On account of wanting to assess the power use of the ESP32-S2, not long ago I bought a WROOM module programmer
on Tindie, mostly because there's a dearth of the single core ESP32-S2 in the wild. Most Espressif powered boards either use the dual core ESP32 or are still using the ESP8266.
Like most manufacturers, Espressif have their own development boards, but they're not widely sold. The ESP32-S2 variant, the Saola-1, is actually very affordably priced, only ~£5 and on release I considered buying some but the postage from any of the stockists was double the board cost.
Given I was ordering something else already that took me over the free delivery threshold, I tacked a couple of these onto my order. Now I have some boards that are easier to work with than the module programmer, which is nice but not really breadboard friendly.
These official development boards are well made and 'just work'. They're reminiscent of the original NodeMCU, slightly too long for a mini-breadboard and with nice sturdy tactile buttons connected to the reset and GPIO0 for programming. Not that you'll need them, auto-reset/program works like you'd expect.
There's a lack of clutter, beyond a single WS2812 RGB LED, connected to GPIO18.
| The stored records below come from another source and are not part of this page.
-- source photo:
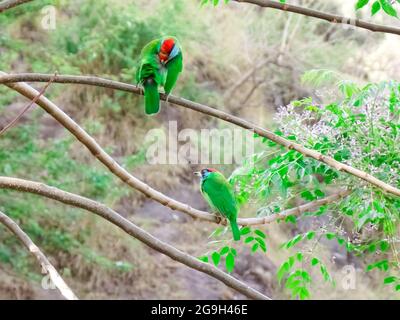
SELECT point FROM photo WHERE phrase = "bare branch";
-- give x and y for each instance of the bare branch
(8, 4)
(131, 229)
(55, 277)
(332, 18)
(60, 116)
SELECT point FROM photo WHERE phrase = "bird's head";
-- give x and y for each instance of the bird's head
(205, 172)
(168, 50)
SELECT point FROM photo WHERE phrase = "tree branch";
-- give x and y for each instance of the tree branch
(295, 211)
(131, 229)
(55, 277)
(8, 4)
(60, 116)
(332, 18)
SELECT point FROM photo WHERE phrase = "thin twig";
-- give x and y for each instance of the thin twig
(332, 18)
(67, 122)
(55, 277)
(130, 228)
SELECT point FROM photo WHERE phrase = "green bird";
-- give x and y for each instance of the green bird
(219, 194)
(161, 62)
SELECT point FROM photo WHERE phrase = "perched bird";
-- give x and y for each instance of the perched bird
(161, 63)
(220, 196)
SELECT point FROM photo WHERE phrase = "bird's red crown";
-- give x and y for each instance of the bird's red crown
(167, 45)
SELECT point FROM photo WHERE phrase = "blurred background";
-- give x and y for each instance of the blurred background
(239, 58)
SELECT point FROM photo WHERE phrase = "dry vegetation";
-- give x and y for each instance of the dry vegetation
(221, 46)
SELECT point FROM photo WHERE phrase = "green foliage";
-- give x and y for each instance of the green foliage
(360, 129)
(386, 5)
(255, 239)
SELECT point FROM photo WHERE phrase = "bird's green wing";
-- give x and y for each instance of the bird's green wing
(219, 193)
(174, 68)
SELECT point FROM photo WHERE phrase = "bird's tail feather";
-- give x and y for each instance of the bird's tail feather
(235, 230)
(151, 96)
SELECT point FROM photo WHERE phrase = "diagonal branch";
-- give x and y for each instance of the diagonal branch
(131, 229)
(60, 116)
(332, 18)
(35, 251)
(8, 4)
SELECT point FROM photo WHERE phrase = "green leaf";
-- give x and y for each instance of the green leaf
(310, 235)
(230, 262)
(384, 245)
(224, 251)
(260, 233)
(388, 8)
(245, 231)
(216, 257)
(204, 259)
(361, 3)
(314, 261)
(375, 8)
(299, 256)
(249, 239)
(255, 247)
(389, 280)
(330, 235)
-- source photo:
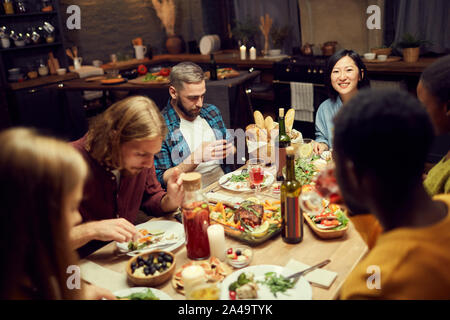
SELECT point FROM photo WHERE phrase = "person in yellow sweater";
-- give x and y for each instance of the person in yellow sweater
(410, 259)
(433, 91)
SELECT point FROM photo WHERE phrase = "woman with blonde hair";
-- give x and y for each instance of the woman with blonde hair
(119, 148)
(42, 184)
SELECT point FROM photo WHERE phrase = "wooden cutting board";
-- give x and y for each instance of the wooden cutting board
(389, 59)
(140, 81)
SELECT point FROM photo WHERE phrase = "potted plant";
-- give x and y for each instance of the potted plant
(165, 10)
(411, 47)
(382, 50)
(279, 35)
(244, 31)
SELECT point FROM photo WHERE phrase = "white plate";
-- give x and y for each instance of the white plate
(169, 227)
(126, 292)
(301, 291)
(243, 185)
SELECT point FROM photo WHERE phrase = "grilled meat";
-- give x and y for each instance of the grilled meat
(249, 214)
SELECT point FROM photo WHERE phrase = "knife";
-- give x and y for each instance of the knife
(297, 275)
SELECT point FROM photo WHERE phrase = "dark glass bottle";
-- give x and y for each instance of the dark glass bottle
(292, 229)
(212, 68)
(283, 142)
(195, 212)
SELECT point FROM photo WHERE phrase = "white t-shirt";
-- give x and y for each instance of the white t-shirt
(195, 133)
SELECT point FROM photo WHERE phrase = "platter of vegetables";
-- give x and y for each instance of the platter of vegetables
(266, 282)
(251, 222)
(160, 77)
(331, 223)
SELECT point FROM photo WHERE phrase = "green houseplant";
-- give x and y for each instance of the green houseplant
(411, 47)
(244, 31)
(279, 35)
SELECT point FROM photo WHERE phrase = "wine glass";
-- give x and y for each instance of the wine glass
(256, 173)
(311, 199)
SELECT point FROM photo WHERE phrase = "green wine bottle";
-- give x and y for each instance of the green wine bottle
(292, 227)
(283, 142)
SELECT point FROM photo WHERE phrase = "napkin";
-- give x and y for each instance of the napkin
(89, 71)
(103, 277)
(302, 98)
(319, 277)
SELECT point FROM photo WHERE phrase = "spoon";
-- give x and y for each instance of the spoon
(297, 275)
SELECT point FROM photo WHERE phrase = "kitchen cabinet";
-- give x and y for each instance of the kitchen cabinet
(51, 111)
(27, 56)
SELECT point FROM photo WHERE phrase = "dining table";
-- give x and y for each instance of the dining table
(345, 253)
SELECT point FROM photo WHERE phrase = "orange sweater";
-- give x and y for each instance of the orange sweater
(412, 263)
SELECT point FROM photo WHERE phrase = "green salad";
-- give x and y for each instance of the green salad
(277, 283)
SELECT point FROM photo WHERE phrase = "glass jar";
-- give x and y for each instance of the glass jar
(46, 6)
(21, 6)
(8, 6)
(43, 69)
(195, 212)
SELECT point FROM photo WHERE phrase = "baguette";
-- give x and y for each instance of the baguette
(289, 119)
(259, 119)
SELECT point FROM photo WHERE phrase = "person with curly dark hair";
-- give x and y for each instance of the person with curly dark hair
(344, 76)
(433, 91)
(411, 256)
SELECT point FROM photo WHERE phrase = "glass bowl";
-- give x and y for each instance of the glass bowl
(239, 256)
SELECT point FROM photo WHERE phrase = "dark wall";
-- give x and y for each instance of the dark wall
(108, 26)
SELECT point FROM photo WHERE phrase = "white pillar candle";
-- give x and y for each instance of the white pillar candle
(252, 53)
(216, 236)
(243, 50)
(192, 276)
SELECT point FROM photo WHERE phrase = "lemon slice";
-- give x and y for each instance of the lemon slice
(305, 150)
(254, 200)
(261, 230)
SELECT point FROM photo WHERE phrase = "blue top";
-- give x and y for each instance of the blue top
(175, 148)
(324, 120)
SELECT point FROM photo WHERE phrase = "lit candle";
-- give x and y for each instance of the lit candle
(252, 53)
(243, 50)
(192, 276)
(216, 236)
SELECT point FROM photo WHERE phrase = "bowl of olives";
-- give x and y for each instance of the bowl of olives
(151, 268)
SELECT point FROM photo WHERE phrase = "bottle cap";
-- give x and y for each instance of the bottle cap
(192, 181)
(290, 151)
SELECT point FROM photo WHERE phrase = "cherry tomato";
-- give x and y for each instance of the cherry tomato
(335, 198)
(164, 72)
(142, 70)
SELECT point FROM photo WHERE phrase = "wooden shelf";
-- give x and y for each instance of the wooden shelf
(42, 81)
(28, 14)
(32, 46)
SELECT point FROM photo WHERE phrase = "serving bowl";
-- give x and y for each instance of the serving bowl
(61, 71)
(239, 256)
(382, 51)
(369, 56)
(151, 268)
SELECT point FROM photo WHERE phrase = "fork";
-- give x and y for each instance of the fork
(229, 178)
(297, 275)
(150, 248)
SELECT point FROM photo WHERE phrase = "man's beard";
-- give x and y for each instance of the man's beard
(187, 113)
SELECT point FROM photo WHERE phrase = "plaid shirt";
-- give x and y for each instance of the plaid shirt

You can buy them in both WROOM and WROVER variants and with/without a PCB antenna. I picked up the WROVER as I want to experiment with using the 2MB of PSRAM. My plan is to use this for storing bigger data structures than most microcontrollers can deal with, mostly as a big cache of messages sent over my mesh network so that they can be 'retained' for a fixed time if a node is temporarily unreachable.